Punto interessante è quello per chui è irrilevante l’inclinazione del padre (destinatario della missiva) a violare la privacy altrui: <<But even assuming the facts to be as pleaded, they are not capable of defeating the claimant’s case that, objectively speaking, she had a right to expect her father to keep the contents of the Letter private. A person’s rights against another are not defeated by the prospect that those rights may be ignored or violated. A high level of risk-taking might be capable of affecting the assessment of damages, but does not excuse an intrusion into privacy: see Mosley v News Group Newspapers Ltd [2008] EWHC 1777 (QB) [2008] EMLR 20 [225-226] (Eady J).>>, § 78.

Affermazione importante e condivisibile.

Al § 86 (e § 98) l’affermzione (scontata) per cui la pubblicizzazione di alcuni aspetti della propria vita non autorizza i terzi a pubblicizzarne altri: il controllo riamane in toto in capo all’interessato.

Lo stage 2 , § 96 ss, esamina il bilanciamento con la liberà di espressione, tra cui quella di correggere false impressioni nel pubblico (punto centrale: § 104).

La risposta è negativa nel caso de quo: la pretesa correzione tramite la pubblicazione di quasi metà lettera di un eventuale errore di minima entità  è sproporzionata (§ 120)

La conclusione è dunque questa:

<<The claimant [cioè MM] had a reasonable expectation that the contents of the Letter would remain private. The Mail Articles interfered with that reasonable expectation. The only tenable justification for any such interference was to correct some inaccuracies about the Letter contained in the People Article. On an objective review of the Articles in the light of the surrounding circumstances, the inescapable conclusion is that, save to the very limited extent I have identified, the disclosures made were not a necessary or proportionate means of serving that purpose. For the most part they did not serve that purpose at all. Taken as a whole the disclosures were manifestly excessive and hence unlawful. There is no prospect that a different judgment would be reached after a trial. The interference with freedom of expression which those conclusions represent is a necessary and proportionate means of pursuing the legitimate aim of protecting the claimant’s privacy.>>, § 128.

COPYRIGHT

Sul copyright la quesrtione più interssante è l’eccezione di carenza di legittimazione attiva, dato che la lettera sarebbe stata scritta non da MM (o da lei sola) ma da quattro membri dell’Ufficio segretariale di  Kensington Palace Communications Team, (the “Palace Four”), in realtà poi da uno solo d iquesti, Mr. Knauf.

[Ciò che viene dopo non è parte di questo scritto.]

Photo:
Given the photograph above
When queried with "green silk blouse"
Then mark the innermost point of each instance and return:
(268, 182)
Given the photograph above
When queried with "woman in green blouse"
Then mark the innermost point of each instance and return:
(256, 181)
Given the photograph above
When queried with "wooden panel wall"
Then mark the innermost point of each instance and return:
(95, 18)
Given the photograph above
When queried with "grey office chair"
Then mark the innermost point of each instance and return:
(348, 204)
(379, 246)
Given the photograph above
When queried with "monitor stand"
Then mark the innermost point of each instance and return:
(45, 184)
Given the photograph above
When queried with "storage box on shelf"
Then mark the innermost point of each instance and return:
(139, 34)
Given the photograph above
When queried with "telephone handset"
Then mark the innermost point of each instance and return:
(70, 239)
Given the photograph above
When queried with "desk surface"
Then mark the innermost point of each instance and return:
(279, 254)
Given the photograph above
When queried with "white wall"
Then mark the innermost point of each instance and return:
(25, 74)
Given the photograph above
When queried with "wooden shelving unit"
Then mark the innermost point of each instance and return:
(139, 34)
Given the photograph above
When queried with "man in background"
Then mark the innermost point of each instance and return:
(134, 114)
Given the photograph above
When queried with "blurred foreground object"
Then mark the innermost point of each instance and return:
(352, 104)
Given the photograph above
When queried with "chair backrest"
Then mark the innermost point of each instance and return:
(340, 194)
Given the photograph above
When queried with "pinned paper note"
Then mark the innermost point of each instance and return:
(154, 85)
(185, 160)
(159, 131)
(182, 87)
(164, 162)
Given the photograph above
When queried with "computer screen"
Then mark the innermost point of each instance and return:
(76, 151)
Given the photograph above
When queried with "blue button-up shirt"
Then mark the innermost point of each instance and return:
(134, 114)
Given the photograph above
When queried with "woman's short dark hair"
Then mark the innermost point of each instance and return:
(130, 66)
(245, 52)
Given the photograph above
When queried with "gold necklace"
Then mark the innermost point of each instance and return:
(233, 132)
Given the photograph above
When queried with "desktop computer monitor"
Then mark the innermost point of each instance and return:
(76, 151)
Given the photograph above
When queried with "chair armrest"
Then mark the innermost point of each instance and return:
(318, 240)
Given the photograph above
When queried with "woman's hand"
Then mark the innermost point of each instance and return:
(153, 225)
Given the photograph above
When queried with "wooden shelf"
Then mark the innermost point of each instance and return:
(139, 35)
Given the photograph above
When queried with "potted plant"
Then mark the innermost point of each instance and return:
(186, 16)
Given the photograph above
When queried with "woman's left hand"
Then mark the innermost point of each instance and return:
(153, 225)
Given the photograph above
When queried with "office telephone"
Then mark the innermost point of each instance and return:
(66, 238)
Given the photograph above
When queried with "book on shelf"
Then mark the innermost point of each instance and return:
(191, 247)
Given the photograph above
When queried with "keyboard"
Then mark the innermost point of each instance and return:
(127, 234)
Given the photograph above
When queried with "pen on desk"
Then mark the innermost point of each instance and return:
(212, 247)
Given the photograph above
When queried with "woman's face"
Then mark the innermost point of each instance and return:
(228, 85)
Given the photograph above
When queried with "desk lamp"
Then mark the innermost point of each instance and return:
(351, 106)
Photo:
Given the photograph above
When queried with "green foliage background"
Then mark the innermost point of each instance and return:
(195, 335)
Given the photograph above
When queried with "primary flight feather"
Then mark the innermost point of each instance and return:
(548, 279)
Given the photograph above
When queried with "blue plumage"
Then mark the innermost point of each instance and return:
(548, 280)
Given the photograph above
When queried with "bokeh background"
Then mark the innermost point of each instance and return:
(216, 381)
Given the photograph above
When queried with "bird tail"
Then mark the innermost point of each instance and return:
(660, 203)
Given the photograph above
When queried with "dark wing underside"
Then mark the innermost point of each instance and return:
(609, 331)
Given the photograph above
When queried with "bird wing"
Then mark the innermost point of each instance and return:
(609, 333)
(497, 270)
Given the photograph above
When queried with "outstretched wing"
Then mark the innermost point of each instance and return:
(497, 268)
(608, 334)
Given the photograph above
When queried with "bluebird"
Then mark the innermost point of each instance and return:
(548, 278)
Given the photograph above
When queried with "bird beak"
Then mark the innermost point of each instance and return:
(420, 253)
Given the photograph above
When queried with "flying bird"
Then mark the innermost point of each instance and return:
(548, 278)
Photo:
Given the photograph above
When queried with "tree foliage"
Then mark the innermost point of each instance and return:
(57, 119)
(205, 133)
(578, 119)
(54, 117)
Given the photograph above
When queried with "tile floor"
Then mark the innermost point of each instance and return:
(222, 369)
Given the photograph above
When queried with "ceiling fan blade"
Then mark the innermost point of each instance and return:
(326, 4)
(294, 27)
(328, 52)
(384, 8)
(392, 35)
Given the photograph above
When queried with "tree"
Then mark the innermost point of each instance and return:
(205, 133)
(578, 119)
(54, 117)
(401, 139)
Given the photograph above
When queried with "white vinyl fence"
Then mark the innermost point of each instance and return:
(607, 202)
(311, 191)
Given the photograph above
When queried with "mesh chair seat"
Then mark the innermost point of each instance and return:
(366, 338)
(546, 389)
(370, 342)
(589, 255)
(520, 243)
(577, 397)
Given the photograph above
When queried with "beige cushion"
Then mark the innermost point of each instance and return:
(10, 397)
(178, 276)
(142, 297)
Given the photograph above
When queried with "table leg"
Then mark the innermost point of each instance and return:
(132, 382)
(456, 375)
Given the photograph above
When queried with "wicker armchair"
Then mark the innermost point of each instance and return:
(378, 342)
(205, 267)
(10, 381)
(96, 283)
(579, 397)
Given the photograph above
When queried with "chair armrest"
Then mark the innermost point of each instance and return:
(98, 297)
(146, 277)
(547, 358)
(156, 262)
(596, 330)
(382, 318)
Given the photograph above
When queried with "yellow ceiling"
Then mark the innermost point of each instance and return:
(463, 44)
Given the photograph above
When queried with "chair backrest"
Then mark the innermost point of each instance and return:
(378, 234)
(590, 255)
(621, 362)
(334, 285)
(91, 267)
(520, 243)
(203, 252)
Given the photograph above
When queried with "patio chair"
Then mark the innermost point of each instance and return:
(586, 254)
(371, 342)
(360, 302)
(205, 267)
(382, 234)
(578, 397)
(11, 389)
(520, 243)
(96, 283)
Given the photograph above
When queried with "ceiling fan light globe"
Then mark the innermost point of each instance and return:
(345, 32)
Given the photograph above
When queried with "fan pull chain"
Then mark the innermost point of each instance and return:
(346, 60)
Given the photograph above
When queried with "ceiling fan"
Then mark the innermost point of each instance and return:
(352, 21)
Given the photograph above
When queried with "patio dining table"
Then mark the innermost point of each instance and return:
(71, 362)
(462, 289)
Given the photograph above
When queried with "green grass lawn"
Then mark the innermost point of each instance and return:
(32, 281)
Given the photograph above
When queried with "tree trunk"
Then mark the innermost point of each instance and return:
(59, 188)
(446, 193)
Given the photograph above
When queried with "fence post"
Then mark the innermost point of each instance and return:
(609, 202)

Resta invece assodato che ricorra la originnalità, § 139-149, ove riepilogo delle principali teorie e dei principali precedenti anche europei (si noti che le allegazioni processuali distinguono tra la lettera realmente inviata e una sua previa Electronic Draft, che  è quella in realtà azionata in causa, § 136)..

Pure la violazione del copyright è accertata, vista la copiatura di 585 parole su 1250 ( § 150).

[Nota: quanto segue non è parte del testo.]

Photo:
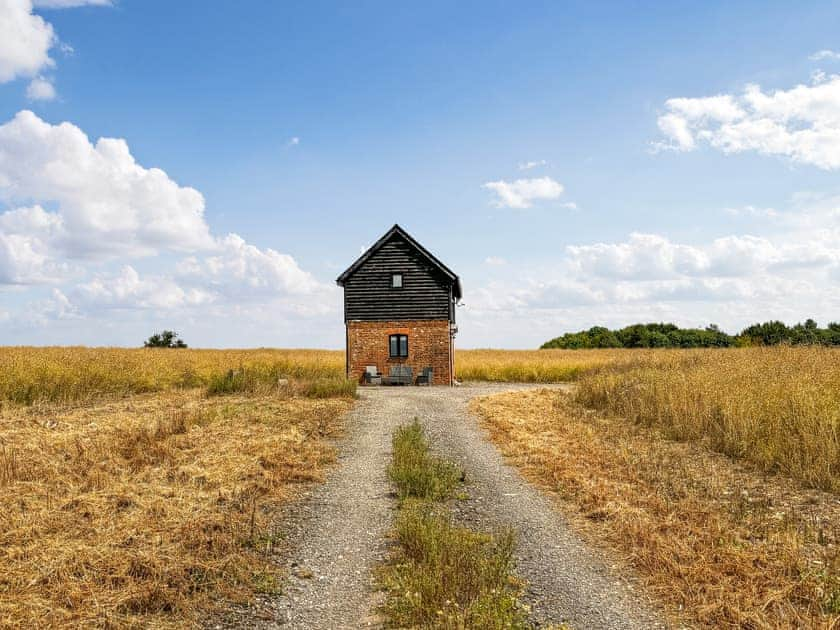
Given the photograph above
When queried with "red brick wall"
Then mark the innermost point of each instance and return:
(428, 346)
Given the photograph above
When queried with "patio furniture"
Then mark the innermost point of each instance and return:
(426, 376)
(399, 375)
(372, 375)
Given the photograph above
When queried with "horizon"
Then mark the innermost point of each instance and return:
(575, 165)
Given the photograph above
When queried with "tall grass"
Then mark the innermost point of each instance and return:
(416, 473)
(64, 374)
(444, 575)
(148, 511)
(531, 366)
(778, 407)
(724, 546)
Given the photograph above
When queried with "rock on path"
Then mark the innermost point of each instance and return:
(338, 533)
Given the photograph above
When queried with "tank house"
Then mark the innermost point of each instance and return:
(399, 314)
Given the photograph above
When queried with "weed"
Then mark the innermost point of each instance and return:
(416, 472)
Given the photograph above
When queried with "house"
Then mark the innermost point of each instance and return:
(399, 309)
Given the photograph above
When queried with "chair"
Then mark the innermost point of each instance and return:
(426, 376)
(372, 375)
(399, 375)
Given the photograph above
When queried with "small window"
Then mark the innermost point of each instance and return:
(398, 346)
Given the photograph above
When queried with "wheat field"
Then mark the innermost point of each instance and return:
(140, 487)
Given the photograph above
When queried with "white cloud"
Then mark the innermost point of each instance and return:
(127, 290)
(107, 204)
(25, 41)
(752, 211)
(802, 123)
(242, 270)
(654, 257)
(527, 166)
(820, 55)
(523, 192)
(790, 271)
(40, 89)
(104, 207)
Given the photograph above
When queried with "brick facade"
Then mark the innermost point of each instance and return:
(429, 345)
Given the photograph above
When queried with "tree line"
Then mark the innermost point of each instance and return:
(672, 336)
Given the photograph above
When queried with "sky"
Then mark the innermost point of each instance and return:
(213, 167)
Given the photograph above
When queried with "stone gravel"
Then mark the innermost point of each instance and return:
(338, 532)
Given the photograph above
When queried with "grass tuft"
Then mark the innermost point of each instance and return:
(416, 473)
(448, 576)
(444, 575)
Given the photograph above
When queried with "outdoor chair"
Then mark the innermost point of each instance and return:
(426, 376)
(372, 375)
(399, 375)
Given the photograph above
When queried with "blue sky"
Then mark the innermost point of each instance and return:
(575, 163)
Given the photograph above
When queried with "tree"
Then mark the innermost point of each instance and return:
(165, 339)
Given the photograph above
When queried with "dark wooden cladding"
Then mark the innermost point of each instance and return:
(426, 292)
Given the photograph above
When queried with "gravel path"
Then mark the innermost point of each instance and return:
(338, 533)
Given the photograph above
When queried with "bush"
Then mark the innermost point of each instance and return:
(670, 336)
(165, 339)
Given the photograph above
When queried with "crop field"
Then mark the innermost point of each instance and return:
(715, 474)
(143, 487)
(138, 487)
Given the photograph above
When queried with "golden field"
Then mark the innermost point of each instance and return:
(133, 496)
(68, 374)
(142, 487)
(714, 473)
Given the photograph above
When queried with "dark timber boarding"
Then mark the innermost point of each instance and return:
(429, 289)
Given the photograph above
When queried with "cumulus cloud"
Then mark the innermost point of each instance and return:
(105, 207)
(824, 54)
(239, 269)
(40, 89)
(522, 193)
(801, 124)
(790, 271)
(527, 166)
(25, 41)
(127, 290)
(107, 204)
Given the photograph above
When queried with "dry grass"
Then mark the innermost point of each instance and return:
(67, 374)
(148, 510)
(722, 544)
(444, 575)
(77, 374)
(533, 366)
(778, 407)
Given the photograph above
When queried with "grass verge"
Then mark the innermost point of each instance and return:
(443, 575)
(151, 510)
(718, 540)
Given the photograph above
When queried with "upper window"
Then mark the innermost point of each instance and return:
(398, 346)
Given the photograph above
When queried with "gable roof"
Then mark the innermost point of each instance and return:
(398, 231)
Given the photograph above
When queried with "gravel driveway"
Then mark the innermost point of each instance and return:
(338, 533)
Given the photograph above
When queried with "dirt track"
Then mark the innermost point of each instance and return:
(338, 533)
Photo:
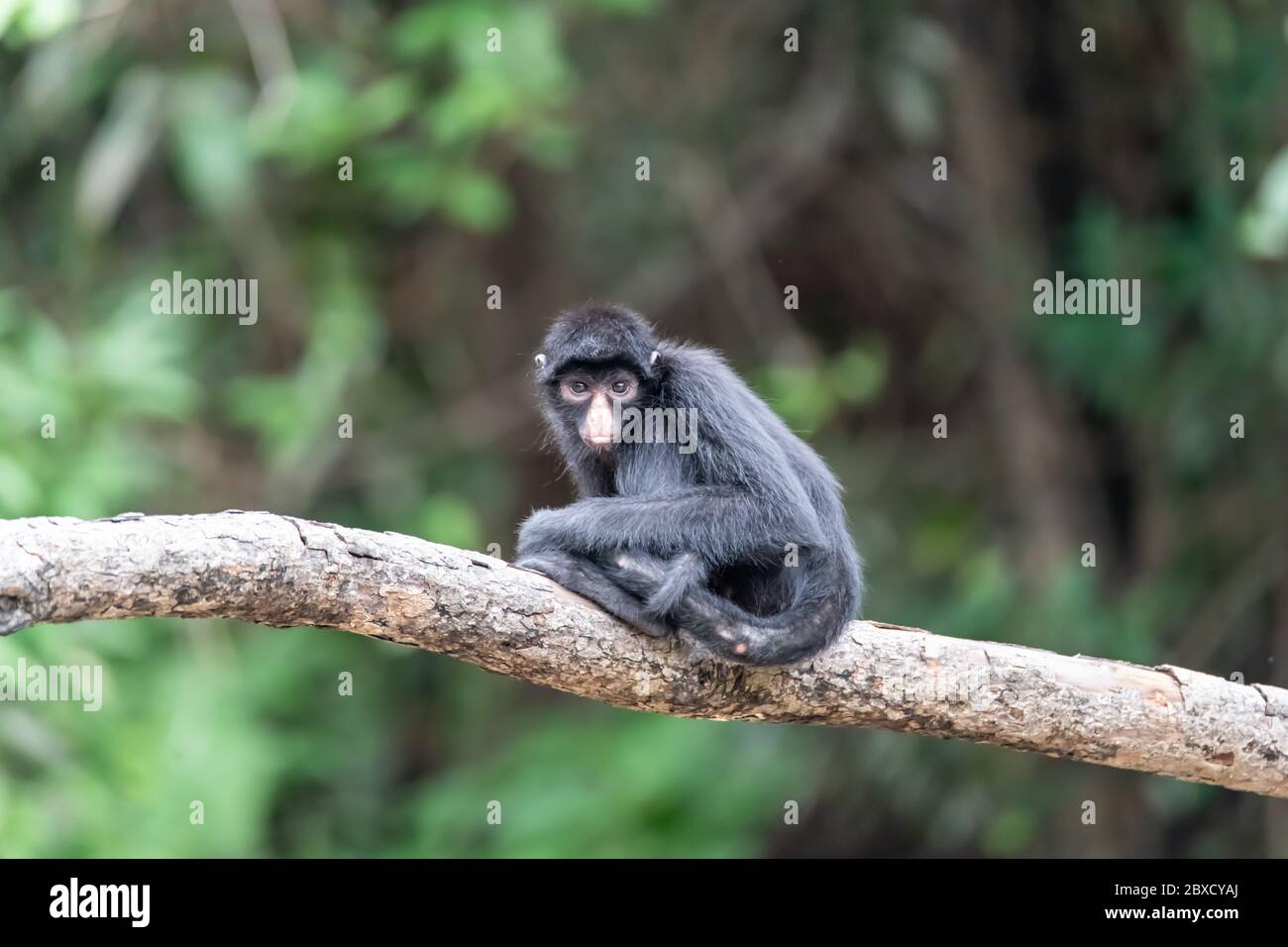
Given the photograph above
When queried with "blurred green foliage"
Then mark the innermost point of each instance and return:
(475, 169)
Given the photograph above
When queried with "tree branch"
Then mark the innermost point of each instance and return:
(284, 573)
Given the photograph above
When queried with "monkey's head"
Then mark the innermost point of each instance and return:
(591, 359)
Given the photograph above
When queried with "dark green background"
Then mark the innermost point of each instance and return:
(516, 170)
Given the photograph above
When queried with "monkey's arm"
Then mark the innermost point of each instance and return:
(722, 525)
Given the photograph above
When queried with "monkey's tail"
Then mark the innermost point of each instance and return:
(828, 600)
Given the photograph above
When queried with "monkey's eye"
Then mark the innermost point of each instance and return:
(575, 389)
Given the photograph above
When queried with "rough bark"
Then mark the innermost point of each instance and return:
(281, 571)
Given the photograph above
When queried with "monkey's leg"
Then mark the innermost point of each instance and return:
(587, 578)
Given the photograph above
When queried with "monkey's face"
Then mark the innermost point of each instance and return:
(590, 397)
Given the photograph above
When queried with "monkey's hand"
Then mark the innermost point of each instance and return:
(589, 579)
(661, 582)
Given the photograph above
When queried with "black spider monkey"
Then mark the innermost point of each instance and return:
(739, 538)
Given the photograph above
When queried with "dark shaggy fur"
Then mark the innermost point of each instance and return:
(696, 541)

Sono respinti due motivi di legittimuità della pubblicazione (fair dealing in news reporting, data la concorenza all’eventuale sfruttamento del diritto di autore da parte di MM, e  un altro, § 152-158).

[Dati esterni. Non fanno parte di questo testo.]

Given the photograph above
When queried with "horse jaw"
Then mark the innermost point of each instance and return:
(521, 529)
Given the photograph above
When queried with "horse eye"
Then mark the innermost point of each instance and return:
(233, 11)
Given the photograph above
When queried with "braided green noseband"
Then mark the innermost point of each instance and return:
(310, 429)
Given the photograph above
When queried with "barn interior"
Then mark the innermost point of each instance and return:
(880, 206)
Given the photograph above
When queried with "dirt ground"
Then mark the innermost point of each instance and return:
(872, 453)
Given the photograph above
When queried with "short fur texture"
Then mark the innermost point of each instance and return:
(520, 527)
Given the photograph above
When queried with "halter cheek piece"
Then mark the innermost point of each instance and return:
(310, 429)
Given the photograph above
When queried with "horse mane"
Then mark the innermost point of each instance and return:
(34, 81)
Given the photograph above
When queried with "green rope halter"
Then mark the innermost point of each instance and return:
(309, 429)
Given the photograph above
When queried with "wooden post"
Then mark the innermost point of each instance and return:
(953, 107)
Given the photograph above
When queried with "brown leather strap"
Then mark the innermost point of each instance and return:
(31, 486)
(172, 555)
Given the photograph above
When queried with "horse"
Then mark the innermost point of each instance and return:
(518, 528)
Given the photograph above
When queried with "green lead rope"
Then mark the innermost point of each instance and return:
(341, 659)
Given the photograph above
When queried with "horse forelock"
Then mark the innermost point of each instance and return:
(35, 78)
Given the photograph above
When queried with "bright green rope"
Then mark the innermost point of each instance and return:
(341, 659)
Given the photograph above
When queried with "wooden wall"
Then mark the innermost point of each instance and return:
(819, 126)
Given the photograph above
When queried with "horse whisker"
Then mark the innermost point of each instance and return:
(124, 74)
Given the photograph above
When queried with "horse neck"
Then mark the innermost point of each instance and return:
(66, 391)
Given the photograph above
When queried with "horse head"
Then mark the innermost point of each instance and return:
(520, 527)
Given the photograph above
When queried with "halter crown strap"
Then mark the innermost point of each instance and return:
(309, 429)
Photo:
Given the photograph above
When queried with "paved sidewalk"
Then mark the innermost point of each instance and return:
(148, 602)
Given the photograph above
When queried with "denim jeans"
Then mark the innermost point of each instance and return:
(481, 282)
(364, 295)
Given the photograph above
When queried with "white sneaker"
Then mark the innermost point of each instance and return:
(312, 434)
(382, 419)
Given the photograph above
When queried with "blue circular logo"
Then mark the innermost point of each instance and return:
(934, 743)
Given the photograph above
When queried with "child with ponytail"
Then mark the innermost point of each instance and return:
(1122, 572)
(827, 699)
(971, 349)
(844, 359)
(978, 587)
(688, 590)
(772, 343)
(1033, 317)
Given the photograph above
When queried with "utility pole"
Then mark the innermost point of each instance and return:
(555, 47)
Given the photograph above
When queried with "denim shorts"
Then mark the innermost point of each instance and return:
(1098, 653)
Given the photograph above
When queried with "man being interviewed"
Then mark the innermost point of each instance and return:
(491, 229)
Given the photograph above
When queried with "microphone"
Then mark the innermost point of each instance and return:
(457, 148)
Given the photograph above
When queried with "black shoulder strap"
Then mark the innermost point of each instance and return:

Infine la titolarità, § 159 ss

Che dei quattro ve ne sia uno che collaborò, Mr Knauf, pare probabile (§ 135-138), anche se non in solitaria ma semmai come coautore.

Ma su questo proseguirà il processo, § 169-170.

Commento sostanzialmente favorevole da parte dell’ex direttore del Guardian, Alan Rusbridger, in It will come as a surprise to some, but even Meghan has a right to her privacy del 14.02.2021.